More false negatives
Was experimenting a bit with puremagic. Unfortunately already the first two tests did not work (but file did it's job). grib might just be missing, but H5 should be detected, or?
https://github.com/galaxyproject/galaxy/blob/dev/lib/galaxy/datatypes/test/test.mz5
python -m puremagic lib/galaxy/datatypes/test/test.mz5
'lib/galaxy/datatypes/test/test.mz5' : could not be Identified
file lib/galaxy/datatypes/test/test.mz5
lib/galaxy/datatypes/test/test.mz5: Hierarchical Data Format (version 5) data
https://github.com/galaxyproject/galaxy/blob/dev/lib/galaxy/datatypes/test/test.grib
python -m puremagic lib/galaxy/datatypes/test/test.grib
'lib/galaxy/datatypes/test/test.grib' : could not be Identified
file lib/galaxy/datatypes/test/test.grib
Gridded binary (GRIB) version 1
Thanks for reporting, never heard of either of these types before!
For MZ5 I see the standard from nasa is returning 404 https://earthdata.nasa.gov/esdis/eso/standards-and-references/hdf-eos5 there is also information on it here https://docs.ogc.org/is/18-043r3/18-043r3.html but no mention of magic numbers.

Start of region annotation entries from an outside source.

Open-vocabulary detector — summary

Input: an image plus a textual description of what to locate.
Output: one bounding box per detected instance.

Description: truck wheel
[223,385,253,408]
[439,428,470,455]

Opening the file itself, starts with ‰HDF so can probably use that with low accuracy. Do you have any more examples of these file types I could look through?
Pulled down that repo and looked in the folder with the example files. Compared to file there are 25 file types that puremagic does not have matches for, removing ones from file that are only reported as ASCII, data, or very short file.
.h5
.model
.biom2
.cool
.grib
.mcool
.vcf
.sam
.loom
.h5ad
.h5mlm
.nii2
.gpr
.npy
.rma6
.cel
.bcf_uncompressed
.mztab2
.parquet
.ptkscmp
.iqtree
.mz5
.fcs
.hdt
.gal
I will start looking into each of those and seeing if they have magic numbers associated with them we can add to pure magic.
Thank you for raising this issue, and supplying the great source of example files!